Erik Winfree, faculty candidate, Caltech

High order bits: Model a TM as a tiling problem; make the "tiles" be different type of DNA structures; use DNA self-assembly techniques to see if the machine halts (if the tiling succeeds, ie the DNA self-assembles).  Use atomic force microscopy to examine resulting assemblies.  2D lattice self-assembly still in early stages experimentally.  Hypothesis: different types of DNA structures allow the expression of problems at different levels of expressiveness (regular languages, CFG, general recursive languages).

What can you do with DNA?

An "enzyme Turing machine" (Bennett, 1982): Polymerase inserts copy of WC complement to bind to a strand.  A simple TM that copies and requires energy roughly proportional to reaction speed.  Can arbitrary fns be computed?  Hypothetical strategy: to make the transition table, get groups of bases that recognize the group representing the head of the TM and rewrite it.  If th TM computes a reversible fcuntion...

Joyce 89 and others: to find molecule M that binds w/target T, just generate large library of random molecules, and let the chemicals do their work.  Discard those that "bind nonspecifically" or don't bind.  Brute force, highly parallel.

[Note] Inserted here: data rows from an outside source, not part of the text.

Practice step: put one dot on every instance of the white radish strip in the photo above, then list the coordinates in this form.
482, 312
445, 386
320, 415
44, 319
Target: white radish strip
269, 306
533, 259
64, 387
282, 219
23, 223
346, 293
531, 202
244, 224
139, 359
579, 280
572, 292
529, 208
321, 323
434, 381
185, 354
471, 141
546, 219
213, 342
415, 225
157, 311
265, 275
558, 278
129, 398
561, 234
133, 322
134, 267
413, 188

Extensions of Adleman's technique have been used to solve experimentally small examples of circuit-sat, formula-sat, Hamiltonian, max-clique.  For about $100K you can get a Beckman Instruments "DNA workstation" setup.  Optimistic estimates suggest it would still take longer

Hagiya & Yokoyama 1997 showed ("whiplash PCR") that you can add an additional group that inhibits further copying; you can use this to implement "goto".  Suppose you can represent f(x,y,z) and x,y,z discretely on a strand: as long as formula accesses x,y,z exactly once, this technique can b eused to code this.  You can then create a combinatorial library.  These are called "mu-formulas".  Find a mu-formula that agrees with the example data for N points (one at a time, keeping only consistent results each time), and in O(N) stepes you'll have a mu-formula that satisfies all of them.

Other DNA structures (hairpins, crossover double-strands, three-arm junctures) result in different kinds of libraries thru self-assembly!

Theorems (Winfree 96): Simple Adleman strands yield regular languages; three-arm junctures yield context free languages; double crossovers yield general recursive languages (via assembling in 2D lattice).

Context: Tiling problem; given a set of shapes, can you tile the plane?  Problem is undecidable!  Proof: by reduction to the Halting Problem; TM halts <--> no tile can be added, so plane cannot be tiled.  Interesting part: the tiles can be used to simulate a computation performed by a TM.  What if the "tiles" can be made from DNA?

Example: Pascal's triangle mod 2 is the Sierpinski triangle: the (n,k) entry is ((n choose k) mod 2.  Mod N: if you can compute any entry from its 2 predecessors, you can make an arbitrary CA.